The most visual change to the SEAM Tool occurs when you don't have the list privilege. Without the list privilege, the List panels do not display the list of principals and polices for you to manipulate. Instead, you must use the Name field in the List panels to specify a principal or policy that you want to manipulate.
If you login to the SEAM Tool, and you do not have sufficient privileges to perform tasks with it, the following message displays and you are sent back to the SEAM Administration Login window:
Insufficient privileges to use gkadmin: ADMCIL. Please try using another principal. |
To change the privileges for a principal to administer the Kerberos database, go to How to Modify the Kerberos Administration Privileges.

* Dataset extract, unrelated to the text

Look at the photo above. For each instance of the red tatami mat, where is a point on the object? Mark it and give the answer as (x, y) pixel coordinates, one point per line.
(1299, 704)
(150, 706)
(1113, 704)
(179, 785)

Table 11–6 Using SEAM Tool With Limited Kerberos Administration Privileges
Disallowed Privilege |
Change the SEAM Tool |
---|---|
a (add) |
The Create New and Duplicate buttons are unavailable in the Principal List and Policy List panels. Without the add privilege, you cannot create new principals or policies or duplicate them. |
d (delete) |
The Delete button is unavailable in the Principal List and Policy List panels. Without the delete privilege, you cannot delete principal or policies. |
m (modify) |
The Modify button is unavailable in the Principal List and Policy List panels. Without the modify privilege, you cannot modify principal or policies. Also, with the Modify button unavailable, you cannot modify a principal's password, even if you have the change password privilege. |
c (change password) |
The Password field in the Principal Basics panel is read-only and cannot be changed. Without the change password privilege, you cannot modify a principal's password. Note that even if you have the change password privilege, you must also have the modify privilege to change a principal's password. |
i (inquiry to database) |
The Modify and Duplicate buttons are unavailable in the Principal List and Policy List panels. Without the inquiry privilege, you cannot modify or duplicate a principal or policy. Also, with the Modify button unavailable, you cannot modify a principal's password, even if you have the change password privilege. |
l (list) |
The list of principals and policies in the List panels are unavailable. Without the list privilege, you must use the Name field in the List panels to specify the principal or policy that you want to manipulate. |
Every host that provides a service must have a local file, called a keytab (short for key table). The keytab contains the principal for the appropriate service, called a service key. A service key is used by a service to authenticate itself to the KDC and is known only by Kerberos and the service itself. For example, if you have a Kerberized NFS server, that server must have a keytab file that contains its nfs service principal.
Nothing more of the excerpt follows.